I am running the standard soffice --headless --convert-to png --outdir dirname sourcedir/*
, but around the 250 document mark it is simply halting without error. What am I missing? For context sourcedir contains .docx files only. I monitored the soffice process to see if it’s a memory thing and it’s not.
A few questions. Answers may help you to find the solution. If not, they are likely to help us to help you.
- What system are you on? MacOS, Unix, linux, or something else?
forward slash in your source path suggests that it is not MS Windows - Can you identify the file on which the process halts?
- Is the filename particularly long, containing punctuation or other special characters, or very similar to an other (already processed) filename?
- Is it an empty file (which would not provide any input to create an image)?

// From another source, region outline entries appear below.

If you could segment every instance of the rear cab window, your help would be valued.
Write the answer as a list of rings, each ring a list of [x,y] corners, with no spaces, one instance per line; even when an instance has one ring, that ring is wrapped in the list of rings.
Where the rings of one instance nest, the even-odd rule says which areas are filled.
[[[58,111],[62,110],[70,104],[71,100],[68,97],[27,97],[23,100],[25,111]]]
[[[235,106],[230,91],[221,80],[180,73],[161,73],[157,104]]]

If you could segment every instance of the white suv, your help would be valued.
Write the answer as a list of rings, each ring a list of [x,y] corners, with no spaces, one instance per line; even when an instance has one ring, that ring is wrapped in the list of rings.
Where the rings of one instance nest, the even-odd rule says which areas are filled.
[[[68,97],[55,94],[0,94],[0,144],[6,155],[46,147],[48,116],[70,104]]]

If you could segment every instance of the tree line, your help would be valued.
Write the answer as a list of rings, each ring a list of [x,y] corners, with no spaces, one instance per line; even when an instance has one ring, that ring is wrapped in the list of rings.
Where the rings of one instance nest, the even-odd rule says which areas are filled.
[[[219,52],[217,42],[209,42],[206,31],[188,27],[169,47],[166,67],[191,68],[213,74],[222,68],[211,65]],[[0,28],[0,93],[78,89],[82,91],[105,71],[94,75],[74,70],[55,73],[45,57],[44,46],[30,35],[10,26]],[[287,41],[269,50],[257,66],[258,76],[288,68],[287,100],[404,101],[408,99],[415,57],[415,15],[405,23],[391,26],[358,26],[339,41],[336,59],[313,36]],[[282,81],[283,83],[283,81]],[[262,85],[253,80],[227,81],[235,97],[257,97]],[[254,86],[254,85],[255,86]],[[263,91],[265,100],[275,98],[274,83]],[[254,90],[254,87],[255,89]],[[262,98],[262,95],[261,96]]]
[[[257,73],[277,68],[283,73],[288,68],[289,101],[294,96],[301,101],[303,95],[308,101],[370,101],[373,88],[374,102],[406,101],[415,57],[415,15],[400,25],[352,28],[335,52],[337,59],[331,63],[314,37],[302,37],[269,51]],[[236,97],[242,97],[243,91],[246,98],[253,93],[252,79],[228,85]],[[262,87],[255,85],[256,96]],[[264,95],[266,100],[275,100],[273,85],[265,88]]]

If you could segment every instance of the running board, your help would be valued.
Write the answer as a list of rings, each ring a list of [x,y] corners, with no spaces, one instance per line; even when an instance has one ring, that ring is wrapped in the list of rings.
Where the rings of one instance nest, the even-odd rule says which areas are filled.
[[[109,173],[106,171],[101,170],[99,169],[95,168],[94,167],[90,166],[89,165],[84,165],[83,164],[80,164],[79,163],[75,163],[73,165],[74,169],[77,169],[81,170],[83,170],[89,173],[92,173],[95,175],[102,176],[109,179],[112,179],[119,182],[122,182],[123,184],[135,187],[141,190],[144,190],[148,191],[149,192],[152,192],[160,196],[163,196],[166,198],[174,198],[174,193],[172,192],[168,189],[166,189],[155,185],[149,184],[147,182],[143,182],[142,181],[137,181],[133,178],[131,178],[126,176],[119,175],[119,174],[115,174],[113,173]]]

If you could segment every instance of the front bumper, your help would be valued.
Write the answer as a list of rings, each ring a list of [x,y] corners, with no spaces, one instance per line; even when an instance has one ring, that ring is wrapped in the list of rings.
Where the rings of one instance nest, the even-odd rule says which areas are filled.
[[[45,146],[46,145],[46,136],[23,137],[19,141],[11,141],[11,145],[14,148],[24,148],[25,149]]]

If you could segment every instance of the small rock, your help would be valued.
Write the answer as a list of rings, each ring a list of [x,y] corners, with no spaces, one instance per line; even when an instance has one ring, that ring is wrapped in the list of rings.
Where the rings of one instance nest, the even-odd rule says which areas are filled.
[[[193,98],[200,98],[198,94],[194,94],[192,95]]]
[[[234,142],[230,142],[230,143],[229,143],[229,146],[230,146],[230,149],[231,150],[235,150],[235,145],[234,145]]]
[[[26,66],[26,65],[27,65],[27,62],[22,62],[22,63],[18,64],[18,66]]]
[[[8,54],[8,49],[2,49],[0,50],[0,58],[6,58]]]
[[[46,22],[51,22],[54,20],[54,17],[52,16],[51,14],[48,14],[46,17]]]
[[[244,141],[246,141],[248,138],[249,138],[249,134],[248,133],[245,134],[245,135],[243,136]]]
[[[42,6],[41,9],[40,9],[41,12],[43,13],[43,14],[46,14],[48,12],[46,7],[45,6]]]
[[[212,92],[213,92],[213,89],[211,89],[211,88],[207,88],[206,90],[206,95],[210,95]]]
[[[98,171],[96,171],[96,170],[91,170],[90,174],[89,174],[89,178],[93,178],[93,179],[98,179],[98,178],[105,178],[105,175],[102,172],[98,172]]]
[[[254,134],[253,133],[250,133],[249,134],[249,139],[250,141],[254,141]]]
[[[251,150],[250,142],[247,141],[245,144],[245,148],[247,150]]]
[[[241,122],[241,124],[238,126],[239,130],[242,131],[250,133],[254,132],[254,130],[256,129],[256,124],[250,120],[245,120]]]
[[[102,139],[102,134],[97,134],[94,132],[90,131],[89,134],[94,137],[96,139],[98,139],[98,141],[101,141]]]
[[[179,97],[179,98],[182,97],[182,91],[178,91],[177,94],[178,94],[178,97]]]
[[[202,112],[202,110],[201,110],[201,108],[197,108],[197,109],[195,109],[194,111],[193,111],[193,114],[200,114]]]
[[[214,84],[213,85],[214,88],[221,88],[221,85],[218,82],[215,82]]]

I am on Ubuntu 22.04. I can not verify which file is breaking the process because it’s not processing the directory sequentially, so I can’t tell which document was being processed the instance the process halts. I have regenerated the documents a handful of times so I can’t confirm if it’s an individual document that is the issue. However I just discovered that on a different directory as well the process is halting exactly at the 250 mark. Could it be an internal limit, and if so can it be changed through a flag perhaps?
Exactly 250 or exactly 256?
Either way it could be a limitation in the shell environment, if the file set is built there first and then sent to the command.
Try looping in the shell instead of serving the wildcard to soffice.
for i in sourcedir/*; do soffice --headless --convert-to png --outdir dirname $i; done
This should pick one file at a time, I think, and display the command with the name of each file as it is converted. Can’t test it right now (no linux shell handy) so I may err on the syntax. Try it and see! If it doesn’t help, it should at least identify the offending file.
I’d rather suspect an environment limit: e.g., the wildcard expansion limit in Bash.
You could try to use some system tool to check the exact command line that invoked the process (I think that it would have the list of files after the expansion; my idea is that it would already be limited to that number).
In addition to @keme1’s suggestion, to speed the loop up, avoiding a significant overhead launching/shutting down the whole process, you can launch LibreOffice separately before running the loop; the whole processing will happen in that initially launched instance, so without additional overhead.
Thank you both for your answers. Repeatedly calling soffice processes to life will take me very long since I am working with 100k+ documents, running multiple profiles in parallel.
However I want to ask you if it’s possible to call a --convert-to through a macro. I’ve had great success looping over huge directories within macro, so I believe I can do the same for conversion.
edit: the much simpler solution of course was to reorganize my documents into subdirectories 200 strong, and running * on each of them.